Pernyataan Jokowi Soal Beda Mudik dan Pulang Kampung, Pihak Istana: Tidak Boleh Dua-duanya
Pihak istana buka suara terkait pernyataan Jokowi yang menjadi ramai setelah mengatakan perbedaan mudik dan pulang kampung.
Penulis:
Inza Maliana
Editor:
Sri Juliati
Menurut Drajat, bahasa yang digunakan oleh Jokowi akan tidak mudah untuk dipahami.
Pasalnya, Presiden adalah tokoh politik dan bahasa menjadi satu di antara alat untuk berpolitik.
"Dalam konteks konstelasi bahasa politik, karena beliau Presiden, maka bahasanya tidak semudah itu."
"Karena bahasa bisa digunakan sebagai alat untuk berpolitik," ujar Drajat kepada Tribunnews.com, Kamis (23/4/2020), melalui sambungan telepon.
Drajat juga menerangkan, masyarakat bisa menafsirkan pernyataan Jokowi sebagai argumen pembelaan.

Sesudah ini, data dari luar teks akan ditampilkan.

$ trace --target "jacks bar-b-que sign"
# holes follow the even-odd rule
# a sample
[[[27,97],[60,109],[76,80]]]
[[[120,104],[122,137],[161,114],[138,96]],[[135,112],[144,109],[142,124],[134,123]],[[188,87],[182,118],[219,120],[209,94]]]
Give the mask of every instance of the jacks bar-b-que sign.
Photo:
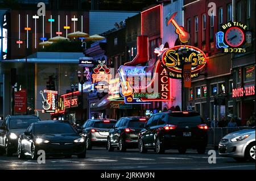
[[[187,53],[180,56],[178,50],[185,47]],[[175,46],[167,49],[163,54],[162,61],[167,68],[168,76],[172,78],[181,78],[183,64],[191,64],[191,78],[200,75],[200,70],[207,64],[207,58],[204,53],[196,47],[189,45]],[[181,62],[183,61],[183,62]]]

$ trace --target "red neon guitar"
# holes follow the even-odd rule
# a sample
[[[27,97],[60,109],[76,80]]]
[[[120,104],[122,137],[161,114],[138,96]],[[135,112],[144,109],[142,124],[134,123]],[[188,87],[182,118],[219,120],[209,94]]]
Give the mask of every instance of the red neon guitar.
[[[177,22],[174,19],[177,14],[177,12],[174,12],[172,15],[168,15],[166,18],[166,24],[168,26],[170,23],[172,23],[172,25],[176,28],[176,33],[179,35],[179,39],[182,43],[187,43],[190,39],[189,33],[185,30],[183,26],[179,26],[177,24]]]

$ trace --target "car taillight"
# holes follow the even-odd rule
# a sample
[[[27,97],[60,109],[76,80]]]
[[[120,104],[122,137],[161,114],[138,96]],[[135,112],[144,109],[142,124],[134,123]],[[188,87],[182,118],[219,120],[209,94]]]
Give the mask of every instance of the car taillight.
[[[94,132],[97,132],[97,130],[95,129],[92,129],[90,130],[90,131],[91,131],[92,132],[94,133]]]
[[[197,127],[199,128],[202,129],[208,129],[208,127],[205,124],[201,124],[197,125]]]
[[[171,130],[171,129],[174,129],[177,127],[177,126],[176,125],[167,124],[164,127],[164,129],[165,130]]]

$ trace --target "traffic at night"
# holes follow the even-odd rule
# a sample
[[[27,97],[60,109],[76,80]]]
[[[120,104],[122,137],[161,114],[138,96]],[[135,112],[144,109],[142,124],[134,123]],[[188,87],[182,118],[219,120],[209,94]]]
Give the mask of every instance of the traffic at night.
[[[0,1],[0,170],[255,170],[255,3]]]

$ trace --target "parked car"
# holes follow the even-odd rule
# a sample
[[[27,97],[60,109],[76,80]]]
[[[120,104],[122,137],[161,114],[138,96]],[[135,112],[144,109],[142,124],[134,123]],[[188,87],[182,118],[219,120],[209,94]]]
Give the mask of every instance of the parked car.
[[[138,148],[139,132],[144,128],[146,119],[142,117],[120,118],[109,131],[108,150],[112,151],[118,148],[125,151],[127,148]]]
[[[113,119],[89,119],[82,125],[82,133],[86,135],[87,150],[92,149],[93,146],[106,146],[109,130],[117,123]]]
[[[17,151],[18,140],[29,125],[40,121],[35,115],[10,116],[6,117],[0,127],[0,154],[11,156]]]
[[[237,161],[249,159],[255,162],[255,128],[240,130],[224,136],[218,145],[220,155],[233,157]]]
[[[181,154],[188,148],[203,154],[207,145],[208,127],[196,112],[168,111],[154,115],[148,119],[139,136],[141,153],[154,149],[163,153],[170,149]]]
[[[18,157],[30,155],[36,159],[38,151],[46,151],[46,156],[72,155],[85,158],[85,138],[80,136],[69,124],[60,121],[44,121],[32,123],[19,138]]]

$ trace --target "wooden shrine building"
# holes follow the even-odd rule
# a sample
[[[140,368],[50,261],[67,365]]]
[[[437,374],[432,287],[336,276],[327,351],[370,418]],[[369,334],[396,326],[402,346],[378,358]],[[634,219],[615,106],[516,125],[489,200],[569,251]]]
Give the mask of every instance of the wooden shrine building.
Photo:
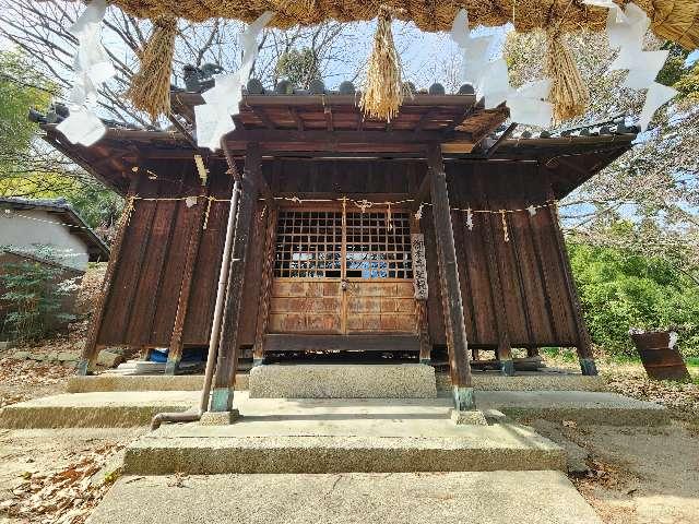
[[[110,124],[91,147],[40,118],[49,143],[127,198],[80,372],[128,345],[169,348],[174,373],[183,348],[209,345],[235,184],[212,409],[229,407],[239,355],[429,362],[448,348],[464,405],[471,360],[489,350],[511,374],[511,348],[576,347],[596,373],[556,202],[636,129],[514,136],[508,108],[470,86],[417,93],[390,122],[365,118],[346,83],[252,87],[215,153],[193,139],[200,93],[173,92],[169,130]]]

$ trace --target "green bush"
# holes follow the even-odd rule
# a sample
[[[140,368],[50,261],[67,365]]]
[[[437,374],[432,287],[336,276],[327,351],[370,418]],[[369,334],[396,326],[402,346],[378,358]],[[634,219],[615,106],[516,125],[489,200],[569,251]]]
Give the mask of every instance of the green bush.
[[[675,329],[687,357],[699,357],[699,287],[660,257],[569,243],[590,335],[609,355],[636,355],[630,327]]]
[[[76,284],[74,278],[62,278],[62,273],[60,266],[38,261],[3,264],[0,299],[9,305],[9,312],[0,331],[21,342],[37,342],[74,320],[62,308]]]

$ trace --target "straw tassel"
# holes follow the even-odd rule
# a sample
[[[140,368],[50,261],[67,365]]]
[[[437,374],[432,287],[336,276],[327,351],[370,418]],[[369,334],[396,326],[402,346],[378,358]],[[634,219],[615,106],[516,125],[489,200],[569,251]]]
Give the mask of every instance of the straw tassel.
[[[382,5],[379,9],[367,82],[359,106],[370,118],[391,121],[398,115],[402,102],[401,60],[393,43],[389,8]]]
[[[153,119],[170,110],[170,76],[177,19],[161,16],[153,22],[153,34],[141,53],[141,69],[131,78],[127,96],[137,109]]]
[[[557,122],[585,112],[590,91],[580,76],[570,49],[559,31],[546,33],[546,75],[552,79],[548,100],[554,104]]]
[[[699,2],[655,0],[653,8],[653,33],[676,41],[685,49],[691,50],[699,46]]]

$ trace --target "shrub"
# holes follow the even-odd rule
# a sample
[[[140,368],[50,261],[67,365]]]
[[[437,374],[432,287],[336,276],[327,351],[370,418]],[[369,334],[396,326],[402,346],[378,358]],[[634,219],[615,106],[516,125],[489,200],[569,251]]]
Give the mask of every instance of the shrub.
[[[569,245],[590,335],[612,355],[636,355],[630,327],[675,329],[679,347],[699,356],[699,287],[661,257]]]
[[[21,342],[36,342],[74,320],[63,299],[75,289],[75,278],[63,278],[63,269],[39,261],[7,263],[0,274],[8,305],[3,332]]]

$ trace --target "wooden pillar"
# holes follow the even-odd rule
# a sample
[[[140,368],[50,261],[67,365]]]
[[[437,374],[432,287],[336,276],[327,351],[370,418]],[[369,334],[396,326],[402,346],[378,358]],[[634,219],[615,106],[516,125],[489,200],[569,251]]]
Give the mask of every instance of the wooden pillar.
[[[428,178],[428,177],[425,177]],[[429,322],[427,318],[427,296],[418,297],[417,296],[417,287],[418,281],[424,278],[427,281],[427,269],[425,266],[425,241],[422,235],[419,219],[416,218],[411,213],[411,243],[413,251],[413,278],[415,282],[415,325],[417,331],[417,340],[419,342],[419,364],[430,364],[431,362],[431,353],[433,353],[433,343],[429,340]],[[417,237],[417,243],[415,243]],[[422,240],[422,241],[420,241]],[[419,251],[422,254],[418,254]],[[417,260],[417,258],[422,258],[422,263]],[[428,290],[429,293],[429,290]]]
[[[250,225],[254,205],[258,200],[259,179],[262,169],[260,144],[249,143],[245,156],[245,169],[240,180],[240,203],[236,219],[230,272],[226,289],[224,319],[221,329],[218,358],[214,390],[211,398],[212,412],[230,412],[233,409],[233,391],[238,367],[238,324],[242,301],[242,279],[245,262],[250,236]],[[254,314],[253,312],[250,312]]]
[[[199,198],[197,199],[197,212],[192,217],[192,230],[189,236],[189,242],[187,243],[187,255],[185,258],[185,267],[182,267],[182,281],[179,287],[177,312],[175,313],[175,323],[173,325],[173,335],[170,336],[167,364],[165,365],[165,374],[176,374],[179,369],[179,362],[182,359],[182,333],[185,330],[185,321],[187,320],[187,311],[189,309],[194,265],[197,264],[199,245],[201,242],[204,228],[209,188],[208,186],[203,186],[199,193]]]
[[[133,198],[137,195],[139,189],[140,176],[133,175],[129,184],[129,191],[127,193],[127,201],[123,212],[121,213],[121,219],[119,222],[119,230],[111,245],[109,262],[107,263],[107,271],[105,277],[102,281],[102,289],[97,297],[97,305],[93,313],[92,322],[90,323],[90,331],[87,332],[87,338],[85,340],[85,346],[83,347],[80,356],[80,362],[78,362],[78,374],[87,374],[95,364],[97,358],[97,337],[99,336],[99,330],[102,329],[102,322],[104,320],[105,308],[109,294],[111,293],[111,285],[114,284],[114,277],[119,265],[119,259],[121,258],[121,246],[126,231],[129,228],[129,221],[131,213],[133,212]]]
[[[481,202],[487,210],[490,210],[490,203],[486,196],[483,188],[483,182],[479,178],[476,179],[477,190],[481,196]],[[502,267],[500,266],[501,258],[497,255],[496,243],[502,241],[496,237],[495,228],[493,226],[493,219],[495,216],[490,213],[483,214],[483,229],[482,238],[485,245],[486,258],[488,261],[487,277],[488,285],[490,286],[490,295],[493,296],[493,313],[495,315],[495,325],[498,330],[498,348],[497,358],[500,361],[500,371],[502,374],[514,374],[514,365],[512,364],[512,350],[510,346],[510,335],[508,333],[509,326],[507,322],[507,310],[505,308],[505,294],[502,293]],[[498,216],[497,221],[501,221]],[[514,239],[512,239],[514,241]]]
[[[430,144],[427,151],[427,164],[430,176],[433,216],[437,237],[439,277],[447,327],[447,348],[451,384],[457,410],[475,408],[473,386],[471,384],[471,365],[469,364],[469,343],[464,322],[457,250],[451,224],[447,174],[445,172],[439,144]]]
[[[572,276],[572,267],[570,266],[570,259],[568,258],[568,251],[566,249],[566,239],[564,233],[560,229],[560,221],[558,218],[558,207],[556,205],[556,195],[554,191],[548,189],[548,201],[550,202],[550,216],[553,227],[555,230],[556,246],[558,255],[560,257],[560,263],[564,270],[564,278],[566,279],[566,287],[568,288],[568,297],[570,299],[570,306],[576,321],[576,327],[578,330],[578,360],[580,361],[580,370],[582,374],[597,374],[597,367],[594,362],[594,356],[592,354],[592,340],[588,332],[584,318],[582,317],[582,308],[580,307],[580,298],[578,297],[578,288],[576,287],[576,281]]]
[[[276,216],[276,207],[269,209],[264,240],[264,262],[262,264],[262,284],[260,285],[260,299],[258,301],[258,323],[254,334],[254,349],[252,350],[253,366],[264,364],[264,334],[266,333],[270,319],[270,293],[272,290],[272,272],[274,271]]]

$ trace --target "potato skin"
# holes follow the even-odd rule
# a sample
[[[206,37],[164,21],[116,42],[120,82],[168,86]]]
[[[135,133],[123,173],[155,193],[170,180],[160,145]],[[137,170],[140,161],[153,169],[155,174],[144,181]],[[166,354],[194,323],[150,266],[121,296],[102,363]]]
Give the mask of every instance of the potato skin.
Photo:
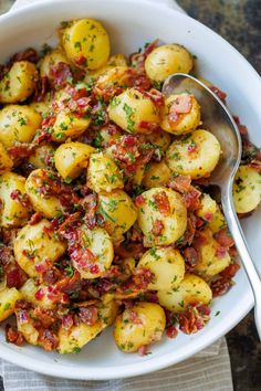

Pembelaan itu, lanjut Drajat, bisa saja digunakan agar Presiden tidak disalahkan terkait ratusan ribu warga yang mencuri start untuk mudik.

Baca: Ditanya Beda Mudik dengan Pulang Kampung, Jawaban Susi Pudjiastuti Kocak
"Orang bisa menafsirkan itu sebagai argumen pembelaan Jokowi terhadap 'kecolongannya' selama ini."
"Karena sudah banyak orang yang pulang ke desanya."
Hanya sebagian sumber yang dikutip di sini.